これはCreepy Nutsの犬も食わない、とかもそうなんだけど、ちょっと落語っぽいというかストーリーが進んでいくような曲を聞くとついついにやにやしてしまう。
うん、そう、落語に近い。
この曲のオチがどこにいくのか。そんなことを想像してニヤニヤする。もちろん、メッセージ性の強い曲も大好きだしひたすらチルに徹底した曲だって好きだ。でもなんとなく、落語な構成の曲を聞くと楽しくなる。



そんなわけで、自動シャッフルモードが発動するとすぐさま自分の好きな曲に切り替えてしまう私にしては珍しくじっくり一曲聴いてしまった。手元にあるアルバムだから聴いたことはあるはずなのに、なんだかその時、妙に耳に馴染んだ。コッペパンさんのフロウも好きだな、Rさんのお芝居っぽい歌い方好きだな、そう思いながら、やけにメロディが気になった。



あれ、もしかしたら私は松永さんの作るメロディ、かなり好きなのでは?



そう急に思い至る。
いや、Creepy Nutsの曲は好きだと思っていた。それはもうずっと思っていたし、その理由がRさんの言葉が好きだからだけだとは思ってはいなかった。
でもいつも音楽に対する解像度が低く、音のリズムだとか高低だとかを理解しながら感じながら聴くのがへたくそな私はなかなか「この人の音楽が好き」をメロディから自覚することは難しかったりする。しかし、この聴いてる時の「気持ち良さ」はなんだ。言葉のリズムか?それは間違いなくある。そんなことを思いながらCreepy Nutsの音楽作りのやり方を思い出す。

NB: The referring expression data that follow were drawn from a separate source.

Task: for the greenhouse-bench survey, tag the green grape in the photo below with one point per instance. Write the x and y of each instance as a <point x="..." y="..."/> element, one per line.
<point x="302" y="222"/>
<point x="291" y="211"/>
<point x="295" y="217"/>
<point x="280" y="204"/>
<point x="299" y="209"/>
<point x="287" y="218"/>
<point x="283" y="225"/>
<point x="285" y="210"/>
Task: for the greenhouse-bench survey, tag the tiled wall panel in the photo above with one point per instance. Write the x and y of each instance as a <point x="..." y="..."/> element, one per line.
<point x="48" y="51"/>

松永さんがメロディを一節送ってRさんが言葉を乗せて、その繰り返し。そこから曲が生まれる。Rさんが泳げるメロディを生み出す、という話をふと思い出して、いやこれは、もしかしたらかなり松永さんの作る音楽が好きかもしれないぞ、と思い至り、今までCDで聴いていたのを全曲ダウンロードして聴き込んでいる。



いやもう、めちゃくちゃ好きだな、このアルバム。



音楽としての良さを語れるなら語りたい。ただどうしたって自信がない。
言葉にしようとすると「めちゃくちゃ気持ちいいから聴いて」という体感の話になってそれじゃあ一言で終わってしまう。
でもどうしても私は今この好きなものの話をしたいので、「私から見たサーカス・メロディー」の話をしていきたい。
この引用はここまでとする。